For the better part of a century and a half, the ‘Sporting Life’, first published in 1859, was the principal sporting newspaper in Britain and, as such, its name became synonymous with horse racing. Indeed, as racing journalist Jamie Reid wrote in ‘The Guardian’, less than a year after the newspaper last appeared in printed form, for many people, including those with little or no interest in the sport of kings, ‘The Sporting Life was racing.’

Mirror Group Newspapers, which owned the ‘Sporting Life’, was acquired by Robert Maxwell in July, 1984 and, thereafter, the future of the newspaper became unclear. Martin Smethurst, who was a journalist on the ‘Sporting Life Weekender’ at the time, said, ‘…there appeared a danger that there would eventually be no daily racing paper.’

The advent of a rival, tabloid paper, the ‘Racing Post’, under the auspices of Sheikh Mohammed, Ruler of Dubai, in April, 1986, breathed new life into the ‘Sporting Life’, which retained its familiar appeal to its traditional readership, at least for a while. However, in December, 1997, Sheikh Mohammed sold the ‘Racing Post’ to Mirror Group Newspapers for £1, on condition that the two papers be merged to create the ‘Racing Post incorporating The Sporting Life’. Thus, the final edition of the ‘Sporting Life’ was printed on May 12, 1998 and, thereafter, the world’s oldest daily racing newspaper was no more.

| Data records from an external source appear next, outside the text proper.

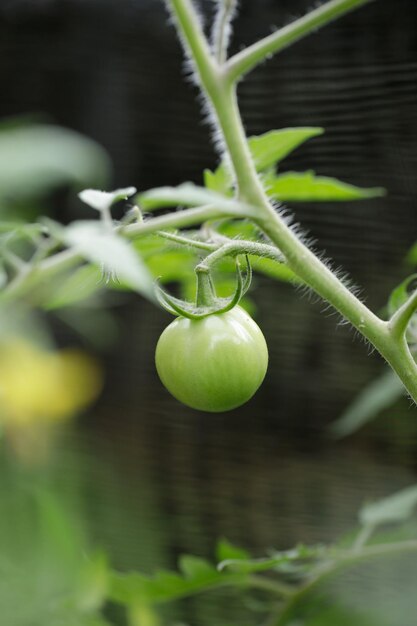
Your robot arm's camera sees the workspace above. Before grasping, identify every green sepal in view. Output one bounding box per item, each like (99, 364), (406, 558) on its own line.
(155, 255), (252, 320)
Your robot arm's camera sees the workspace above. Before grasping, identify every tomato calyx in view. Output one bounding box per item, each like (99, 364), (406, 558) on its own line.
(156, 255), (252, 320)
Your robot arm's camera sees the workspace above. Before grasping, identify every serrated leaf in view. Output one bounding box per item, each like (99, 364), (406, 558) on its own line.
(249, 127), (324, 172)
(204, 127), (324, 195)
(216, 539), (250, 562)
(330, 370), (405, 438)
(267, 170), (385, 202)
(218, 544), (327, 574)
(0, 124), (110, 198)
(78, 187), (136, 211)
(359, 486), (417, 526)
(64, 221), (154, 300)
(110, 568), (247, 605)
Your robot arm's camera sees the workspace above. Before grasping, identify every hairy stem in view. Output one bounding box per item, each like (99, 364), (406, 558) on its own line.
(212, 0), (237, 64)
(388, 291), (417, 339)
(226, 0), (370, 83)
(195, 240), (285, 268)
(170, 0), (417, 401)
(0, 205), (228, 304)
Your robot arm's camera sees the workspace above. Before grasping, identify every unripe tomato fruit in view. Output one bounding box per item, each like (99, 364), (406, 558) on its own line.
(155, 306), (268, 413)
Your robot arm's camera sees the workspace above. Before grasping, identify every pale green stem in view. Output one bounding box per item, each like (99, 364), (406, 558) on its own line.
(167, 0), (417, 401)
(226, 0), (370, 83)
(197, 240), (285, 268)
(388, 291), (417, 339)
(156, 230), (214, 252)
(269, 540), (417, 626)
(212, 0), (237, 64)
(0, 205), (228, 304)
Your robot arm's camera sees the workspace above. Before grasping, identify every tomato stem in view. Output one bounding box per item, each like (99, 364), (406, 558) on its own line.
(196, 266), (216, 307)
(170, 0), (417, 402)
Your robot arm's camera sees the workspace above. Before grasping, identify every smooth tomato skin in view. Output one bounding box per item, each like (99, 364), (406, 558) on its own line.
(155, 306), (268, 413)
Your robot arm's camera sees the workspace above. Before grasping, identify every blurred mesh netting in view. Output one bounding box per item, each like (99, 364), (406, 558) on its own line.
(0, 0), (417, 626)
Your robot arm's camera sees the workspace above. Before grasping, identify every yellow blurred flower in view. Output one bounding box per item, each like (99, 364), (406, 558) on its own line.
(0, 338), (102, 426)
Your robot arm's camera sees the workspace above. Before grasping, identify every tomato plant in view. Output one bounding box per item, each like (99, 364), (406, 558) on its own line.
(155, 306), (268, 413)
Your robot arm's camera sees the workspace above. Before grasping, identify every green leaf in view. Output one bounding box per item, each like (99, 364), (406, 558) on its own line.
(249, 127), (324, 172)
(204, 127), (324, 195)
(0, 124), (110, 199)
(218, 545), (328, 574)
(330, 370), (404, 437)
(216, 539), (250, 562)
(267, 170), (385, 202)
(76, 552), (110, 613)
(137, 183), (224, 211)
(110, 555), (247, 605)
(359, 486), (417, 526)
(78, 187), (136, 211)
(64, 221), (154, 300)
(178, 554), (217, 581)
(43, 265), (103, 311)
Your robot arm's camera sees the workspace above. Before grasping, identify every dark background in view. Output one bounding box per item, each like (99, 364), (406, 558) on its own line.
(0, 0), (417, 626)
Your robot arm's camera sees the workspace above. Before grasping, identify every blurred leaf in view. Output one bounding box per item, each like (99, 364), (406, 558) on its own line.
(0, 124), (110, 198)
(178, 554), (217, 581)
(64, 221), (154, 300)
(267, 170), (385, 202)
(249, 127), (324, 172)
(216, 539), (250, 562)
(76, 552), (110, 613)
(217, 544), (327, 574)
(43, 265), (103, 311)
(0, 221), (44, 239)
(330, 370), (405, 437)
(78, 187), (136, 211)
(359, 486), (417, 526)
(110, 555), (247, 605)
(35, 489), (85, 569)
(0, 261), (8, 289)
(137, 183), (229, 211)
(388, 274), (417, 317)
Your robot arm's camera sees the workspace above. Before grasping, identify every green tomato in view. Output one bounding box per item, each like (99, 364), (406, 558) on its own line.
(155, 306), (268, 413)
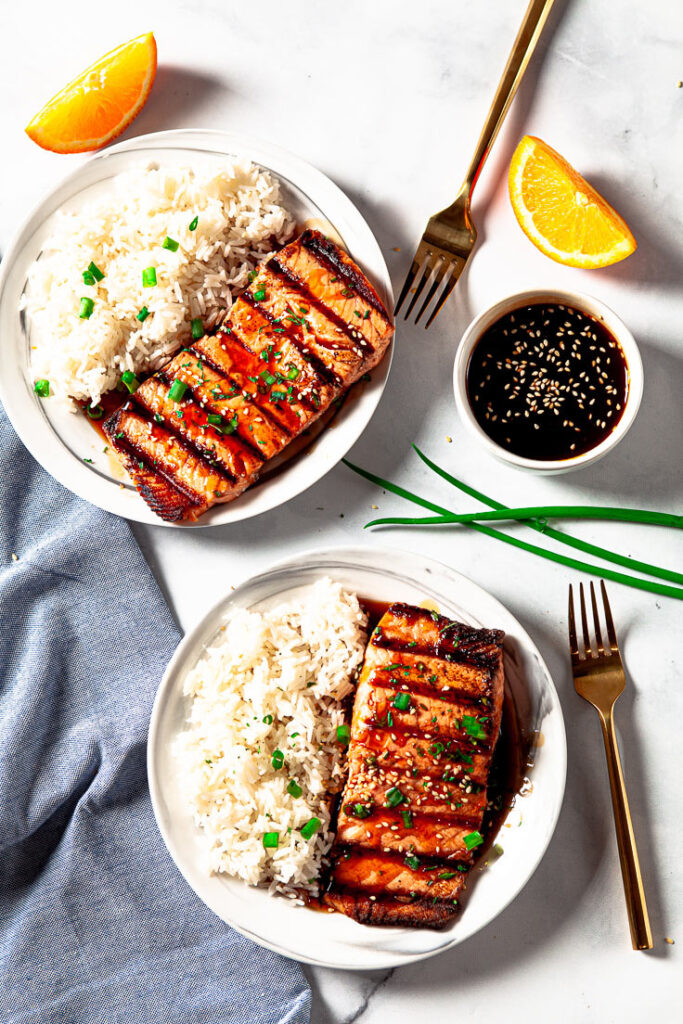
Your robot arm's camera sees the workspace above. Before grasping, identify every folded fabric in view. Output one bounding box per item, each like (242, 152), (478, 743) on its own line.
(0, 409), (310, 1024)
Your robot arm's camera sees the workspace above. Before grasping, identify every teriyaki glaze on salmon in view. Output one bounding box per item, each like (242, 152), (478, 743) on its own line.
(324, 604), (505, 928)
(103, 230), (393, 522)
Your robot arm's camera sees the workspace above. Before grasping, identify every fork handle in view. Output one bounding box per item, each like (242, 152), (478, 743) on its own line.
(463, 0), (554, 193)
(600, 706), (652, 949)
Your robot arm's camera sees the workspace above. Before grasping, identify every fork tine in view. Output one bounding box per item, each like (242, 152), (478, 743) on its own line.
(415, 257), (451, 324)
(579, 583), (593, 657)
(568, 584), (579, 657)
(393, 256), (422, 316)
(591, 580), (605, 654)
(600, 580), (618, 654)
(404, 253), (434, 319)
(425, 264), (460, 331)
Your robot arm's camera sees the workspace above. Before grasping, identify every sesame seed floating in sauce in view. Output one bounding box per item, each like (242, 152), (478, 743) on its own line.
(467, 303), (629, 460)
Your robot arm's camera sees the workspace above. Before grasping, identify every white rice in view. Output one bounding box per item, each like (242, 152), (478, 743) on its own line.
(174, 579), (367, 897)
(25, 161), (294, 404)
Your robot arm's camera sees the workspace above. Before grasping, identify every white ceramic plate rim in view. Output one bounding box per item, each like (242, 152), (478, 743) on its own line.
(147, 548), (566, 970)
(453, 288), (643, 474)
(0, 129), (394, 529)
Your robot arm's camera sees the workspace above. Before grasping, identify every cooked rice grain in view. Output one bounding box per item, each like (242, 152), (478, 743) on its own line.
(174, 579), (367, 895)
(25, 161), (294, 404)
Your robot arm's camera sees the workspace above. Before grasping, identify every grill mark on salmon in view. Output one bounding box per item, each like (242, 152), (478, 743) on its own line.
(301, 230), (389, 324)
(325, 604), (504, 927)
(103, 232), (393, 522)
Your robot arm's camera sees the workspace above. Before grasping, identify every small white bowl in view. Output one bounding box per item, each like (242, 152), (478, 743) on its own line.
(453, 289), (643, 474)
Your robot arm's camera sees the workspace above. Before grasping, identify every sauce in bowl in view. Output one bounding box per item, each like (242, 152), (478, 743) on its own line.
(467, 303), (629, 461)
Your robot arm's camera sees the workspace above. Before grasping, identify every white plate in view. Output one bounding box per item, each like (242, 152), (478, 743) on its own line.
(0, 131), (393, 528)
(147, 548), (566, 971)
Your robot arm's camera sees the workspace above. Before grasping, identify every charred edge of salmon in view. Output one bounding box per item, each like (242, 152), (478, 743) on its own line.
(266, 256), (375, 352)
(102, 409), (206, 522)
(222, 321), (325, 413)
(131, 387), (238, 487)
(301, 228), (391, 325)
(323, 891), (459, 928)
(237, 292), (344, 390)
(371, 603), (505, 671)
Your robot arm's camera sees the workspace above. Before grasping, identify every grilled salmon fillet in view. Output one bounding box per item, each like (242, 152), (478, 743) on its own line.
(103, 230), (393, 522)
(324, 604), (505, 928)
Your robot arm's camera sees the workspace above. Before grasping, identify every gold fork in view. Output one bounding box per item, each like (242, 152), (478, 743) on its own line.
(569, 580), (652, 949)
(394, 0), (554, 328)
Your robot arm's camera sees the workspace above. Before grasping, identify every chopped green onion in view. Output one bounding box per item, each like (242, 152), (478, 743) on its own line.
(464, 831), (483, 850)
(168, 377), (187, 401)
(121, 370), (140, 394)
(270, 750), (285, 771)
(337, 725), (351, 746)
(386, 785), (405, 807)
(301, 818), (323, 839)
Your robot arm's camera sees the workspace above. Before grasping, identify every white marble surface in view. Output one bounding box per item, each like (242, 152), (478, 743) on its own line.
(0, 0), (683, 1024)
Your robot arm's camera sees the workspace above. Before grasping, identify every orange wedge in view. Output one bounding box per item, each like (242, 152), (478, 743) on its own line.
(27, 32), (157, 153)
(508, 135), (636, 269)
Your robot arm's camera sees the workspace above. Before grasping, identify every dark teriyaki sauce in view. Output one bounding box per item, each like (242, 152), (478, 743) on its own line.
(467, 303), (629, 461)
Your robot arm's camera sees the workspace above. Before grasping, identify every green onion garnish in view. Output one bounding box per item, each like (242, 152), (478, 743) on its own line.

Despite industry scepticism, Mirror Group promised to relaunch the’Sporting Life’, in print, later in 1998 but, the following March, reneged on that promise, in favour of an Internet venture. As Trinity Mirror (now Reach plc), Mirror Group Newspapers eventually sold the ‘Racing Post’ to Irish investment consortium Festina Lente for £170 million in October, 2007.